JOS, Nigeria: "Boko Haram Put a Bounty on My Head" -- Hassan John
Nigeria's president plays down the jihad against Christians as an ethnic 'clash.'
By Hassan John
https://www.wsj.com/
Oct. 25, 2018
I received a phone call several years ago saying that someone had found my wallet, and I could pick it up at an abandoned racetrack. I don't carry a wallet. Shortly thereafter, while investigating a story about a massacre of Christians in the Middle Belt of Nigeria, I saw a charcoal message emblazoned on a wall: "Hassan, we know about you and will meet you one day." A Muslim friend confirmed that Boko Haram had put a bounty of $700 on my head. Such is life for a pastor in modern Nigeria.
Nigerian Christianity is under siege from radical Islam. The country's importance to Africa, and to Christianity as a whole, makes this siege particularly noteworthy. With a population of nearly 200 million--about 50% Christian, 40% Muslim and 10% animist--by 2050 Nigeria will become the third most populous country in the world, the United Nations estimates. No wonder Nigeria has been a strategic target for radical Islamists for several decades.
Boko Haram, a radical Islamic movement whose name roughly translates to "Western education is forbidden," has ramped up attacks on Christians this year. Since 2009 when Boko Haram began its rampage, about 20,000 Nigerians have been hacked with machetes or shot. Two million have been displaced. Pastors and their families have been specifically targeted for death.
The government's response has deepened Christian frustrations. President Muhammadu Buhari, a Muslim, describes the violence as "clashes" between Fulani tribesmen and farmers, who are mostly Christian.
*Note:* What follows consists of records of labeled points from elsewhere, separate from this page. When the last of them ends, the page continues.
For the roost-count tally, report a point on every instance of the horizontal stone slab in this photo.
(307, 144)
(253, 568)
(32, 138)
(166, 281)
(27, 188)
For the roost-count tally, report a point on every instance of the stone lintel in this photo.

But many Christians, who often become refugees, believe the government is telling the world what it wants to hear, that this has nothing to do with religion. Yet why are all the attackers Boko Haram? And why do they target Christians? We sense that Muslims generally are killed as collateral damage, not as primary targets.
In 2010 I started reporting about these attacks for a popular radio show in Nigeria and then for CNN. By 2012 people started calling me whenever there was an attack around Jos, a city in the Middle Belt, the region where the majority of attacks were occurring. I am often the first reporter on the scene of an attack. I have come to the scene of over 100 massacres, one time finding 500 mutilated bodies.
Pastors in northern and central Nigeria face daunting pressures. Some conduct funerals almost every week for victims, often in mass burials. They struggle to answer their parishioners' questions about God's love and justice. They hear powerful voices dismiss this as an ethnic clash, but they understand it is a strategic scorched-earth war, a jihad against Christianity.
Because of this desperate situation, I have organized apologetics seminars for pastors. We meet secretly. Our meetings are announced by cellphone only an hour before, lest our venue be discovered by secret police. To protect against informers, we invite only those pastors who are recommended by another reliable pastor. Twice we have had to cancel at the last minute because of a suicide bomber. Boko Haram has used dozens of young girls as suicide bombers. How can we make sense of this to our flocks?
We use five approaches to talk about God and evil. First, we explain that God made us free to love or hate him. Without that freedom there would be no love. Second, life does not end on this earth. Third, God is just. Someday there will be judgment, and no evildoer will get away with the evil he has done. Fourth, God is love. That can be hard to believe in this evil time unless we look at Jesus' cross. There God himself suffered at the hands of evil men, and because of it love was released for the whole world. Fifth, we listen to testimonies of pastors and other Christians who saw the manifest presence of God in the midst of suffering and were transformed.
Our seminars have gone well, energizing those who attend and giving many the confidence to die for their faith. But they shouldn't have to. The Nigerian government should better use its military and police to protect the lives of all citizens. It should see that Nigeria's courts give speedy justice to the victims of these massacres. And they should be guaranteed safe return to their ruined homes to rebuild their lives. Americans can help by asking Congress and President Trump to pressure President Buhari to do better.
Mr. John is an Anglican priest and journalist.